SV Input
STRUCTURAL VARIANT MATRIX GENERATION
INPUT FORMAT:
First six columns are required, and either the column "svclass" (deletion, translocation, tandem-duplication, or inversion) or the columns "strand1" & "strand2" (BRASS convention) must also be present
Example with SV class present (tsv or csv file):
| chrom1 | start1 | end1 | chrom2 | start2 | end2 | svclass |
|---|---|---|---|---|---|---|
| 19 | 21268384 | 21268385 | 19 | 21327858 | 21327859 | deletion |
Example without SV class present (tsv or csv file):
| chrom1 | start1 | end1 | chrom2 | start2 | end2 | strand1 | strand2 |
|---|---|---|---|---|---|---|---|
| 19 | 21268384 | 21268385 | 19 | 21327858 | 21327859 | + | + |
SV Quick Start Example:
#navigate to SVMatrixGenerator directory and start python3 interpreter
from SigProfilerMatrixGenerator.scripts import SVMatrixGenerator as sv
input_dir = "./SigProfilerMatrixGenerator/references/SV/example_input/560-Breast" #directory which contains collection of bedpe files (one per sample)
output_dir = "./SigProfilerMatrixGenerator/references/SV/"
project = "560-Breast"
sv.generateSVMatrix(input_dir, project, output_dir)
python3 ./SigProfilerMatrixGenerator/scripts/SVMatrixGenerator.py ./SigProfilerMatrixGenerator/references/SV/example_input/560-Breast 560-Breast ./SigProfilerMatrixGenerator/references/SV/example_output/ #provide input_dir, project, output_dir as command-line arguments
Setting up R environment with conda (optional but recommended if using R):
conda create --name spmg_r_1.2.13 -y
conda activate spmg_r_1.2.13
conda install python=3.10 r-base r-devtools r-reticulate -c conda-forge -y
pip install SigProfilerMatrixGenerator
echo 'devtools::install_github("AlexandrovLab/SigProfilerMatrixGeneratorR")' | Rscript -
From within a R session, you can now generate the matrices as follows:
$ R
>> library("reticulate")
>> use_python("path_to_your_python3")
>> py_config()
>> library("SigProfilerMatrixGeneratorR")

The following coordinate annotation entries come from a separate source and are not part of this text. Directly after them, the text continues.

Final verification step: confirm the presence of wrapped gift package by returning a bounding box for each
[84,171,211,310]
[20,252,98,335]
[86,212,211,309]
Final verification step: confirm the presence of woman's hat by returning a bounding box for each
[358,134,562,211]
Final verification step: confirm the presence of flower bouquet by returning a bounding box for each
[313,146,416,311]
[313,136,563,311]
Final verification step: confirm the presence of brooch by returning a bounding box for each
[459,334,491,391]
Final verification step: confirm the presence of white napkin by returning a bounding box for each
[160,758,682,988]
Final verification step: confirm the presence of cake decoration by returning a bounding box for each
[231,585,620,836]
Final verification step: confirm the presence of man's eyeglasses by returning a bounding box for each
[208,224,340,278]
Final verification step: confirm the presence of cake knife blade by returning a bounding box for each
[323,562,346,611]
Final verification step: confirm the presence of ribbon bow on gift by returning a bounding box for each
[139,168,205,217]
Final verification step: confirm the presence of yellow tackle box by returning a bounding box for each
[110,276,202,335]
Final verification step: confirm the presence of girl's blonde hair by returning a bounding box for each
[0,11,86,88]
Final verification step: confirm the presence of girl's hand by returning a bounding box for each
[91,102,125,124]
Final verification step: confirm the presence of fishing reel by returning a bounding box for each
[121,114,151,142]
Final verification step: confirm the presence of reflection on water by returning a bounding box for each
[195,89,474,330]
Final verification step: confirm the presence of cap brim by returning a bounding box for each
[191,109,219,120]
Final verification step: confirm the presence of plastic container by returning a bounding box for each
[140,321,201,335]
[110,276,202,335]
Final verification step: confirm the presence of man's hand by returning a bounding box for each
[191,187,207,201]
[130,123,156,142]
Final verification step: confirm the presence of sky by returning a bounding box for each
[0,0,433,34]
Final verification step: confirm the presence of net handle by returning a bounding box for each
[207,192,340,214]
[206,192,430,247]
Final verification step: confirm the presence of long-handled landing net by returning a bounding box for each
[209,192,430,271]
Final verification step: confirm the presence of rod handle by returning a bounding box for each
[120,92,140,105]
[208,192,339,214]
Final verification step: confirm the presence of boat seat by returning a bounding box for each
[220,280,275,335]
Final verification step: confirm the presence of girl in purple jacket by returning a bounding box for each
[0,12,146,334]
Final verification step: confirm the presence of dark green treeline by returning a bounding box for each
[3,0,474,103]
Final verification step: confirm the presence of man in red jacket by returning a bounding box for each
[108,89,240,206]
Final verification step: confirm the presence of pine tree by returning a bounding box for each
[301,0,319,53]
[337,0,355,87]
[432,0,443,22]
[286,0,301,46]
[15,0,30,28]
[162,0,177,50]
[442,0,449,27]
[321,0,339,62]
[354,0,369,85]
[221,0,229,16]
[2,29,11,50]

>> sv <- SVMatrixGenerator("[your_repo]/test_data/SV", "test_CNV", "[your_repo]/test_data/")
Function Arguments
These are the acceptable parameters that can be passed into the function call.
Required:
- project: Project name for this instance of matrix generation.
Type: string
Example: "560-Breast"
-
input_dir: Path to directory containing SV bedpe files, one per sample.
Type: string
Example: "./SigProfilerMatrixGenerator/references/SV/example_input/560-Breast/" -
output_dir: Path to directory for output files. If this directory doesn't exist, a new one will created.
Type: string
Example: "./SigProfilerMatrixGenerator/references/SV/example_output/"